Why has India suddenly taken such a tough stance against Chinese steel? What are the underlying considerations behind this move? And how will it impact the steel industries of both countries, as well as the broader global trade landscape? Don’t worry—we’ll break it down layer by layer.
1. Export Obstruction & Sharp Decline in Orders
As the world’s largest steel producer and exporter, China has long considered India a crucial overseas market. In recent years, Chinese steel, leveraging its cost advantages, has secured a significant share of India’s market, becoming the second-largest source of steel imports for India in the 2024/25 fiscal year. However, India’s new tariff directly raises the cost of Chinese steel entering its market.
For many Chinese steel companies that rely heavily on Indian exports, existing contracts may face breach risks due to rising prices, while securing new orders becomes even more difficult—severely damaging their export business. For example, a company that previously exported thousands of tons of steel to India monthly saw its shipments plunge by 80% after the tariff hike, as Indian clients either demanded price cuts or canceled orders outright.
2. Worsening Overcapacity Crisis
Overcapacity has long been a challenge for China’s steel industry. The export blockage to India further exacerbates inventory pressure for domestic steel producers. Steel originally destined for India now piles up in warehouses, tying up capital and straining cash flow.
To ease inventory burdens, companies may have to cut production, but this triggers a chain reaction—layoffs, idle equipment, and operational losses. Industry estimates suggest that if exports to India remain restricted, capacity utilization rates in China’s steel sector could drop by 5 percentage points, deepening the overcapacity crisis.
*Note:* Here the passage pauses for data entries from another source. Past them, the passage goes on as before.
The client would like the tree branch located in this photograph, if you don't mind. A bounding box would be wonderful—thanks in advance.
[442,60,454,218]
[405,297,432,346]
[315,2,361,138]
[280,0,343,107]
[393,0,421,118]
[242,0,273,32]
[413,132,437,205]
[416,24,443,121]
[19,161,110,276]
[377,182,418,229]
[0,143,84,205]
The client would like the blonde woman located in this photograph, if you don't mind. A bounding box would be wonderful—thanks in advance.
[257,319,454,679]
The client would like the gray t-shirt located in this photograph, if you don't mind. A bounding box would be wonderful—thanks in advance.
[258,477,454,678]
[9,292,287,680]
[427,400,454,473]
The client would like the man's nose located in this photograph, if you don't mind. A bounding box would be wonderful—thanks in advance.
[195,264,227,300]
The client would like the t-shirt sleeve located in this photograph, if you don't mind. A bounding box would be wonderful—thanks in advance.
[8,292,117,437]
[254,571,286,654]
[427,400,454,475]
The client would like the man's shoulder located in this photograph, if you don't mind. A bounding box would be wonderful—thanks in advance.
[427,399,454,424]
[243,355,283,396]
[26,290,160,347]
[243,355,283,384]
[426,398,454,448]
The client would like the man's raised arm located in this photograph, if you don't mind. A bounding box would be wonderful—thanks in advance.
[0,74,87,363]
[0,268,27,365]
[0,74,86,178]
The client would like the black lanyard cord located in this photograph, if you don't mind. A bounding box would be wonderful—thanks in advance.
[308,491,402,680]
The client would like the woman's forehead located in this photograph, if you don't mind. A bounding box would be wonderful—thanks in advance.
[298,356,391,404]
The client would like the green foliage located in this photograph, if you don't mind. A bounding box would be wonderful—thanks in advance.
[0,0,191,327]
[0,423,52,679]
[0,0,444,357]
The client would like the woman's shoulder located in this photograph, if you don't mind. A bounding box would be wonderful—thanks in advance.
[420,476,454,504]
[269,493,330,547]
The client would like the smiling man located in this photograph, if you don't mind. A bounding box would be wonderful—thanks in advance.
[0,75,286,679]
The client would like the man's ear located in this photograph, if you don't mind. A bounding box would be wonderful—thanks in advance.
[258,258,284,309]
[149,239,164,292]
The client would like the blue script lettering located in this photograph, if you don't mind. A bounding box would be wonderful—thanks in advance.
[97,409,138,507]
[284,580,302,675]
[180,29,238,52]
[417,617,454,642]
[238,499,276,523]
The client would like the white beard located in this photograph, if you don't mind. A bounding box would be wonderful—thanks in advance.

3. Erosion of Market Confidence
India’s tariff hike has severely shaken Chinese steelmakers’ confidence in expanding overseas. Entering international markets requires heavy investments in market research, client development, and distribution networks. India’s sudden policy shift has heightened concerns over market unpredictability, discouraging further investment not only in India but also in other potential markets.
This hesitation to expand globally could hinder the long-term internationalization of China’s steel industry, making companies more cautious—and potentially slower—in pursuing new opportunities abroad.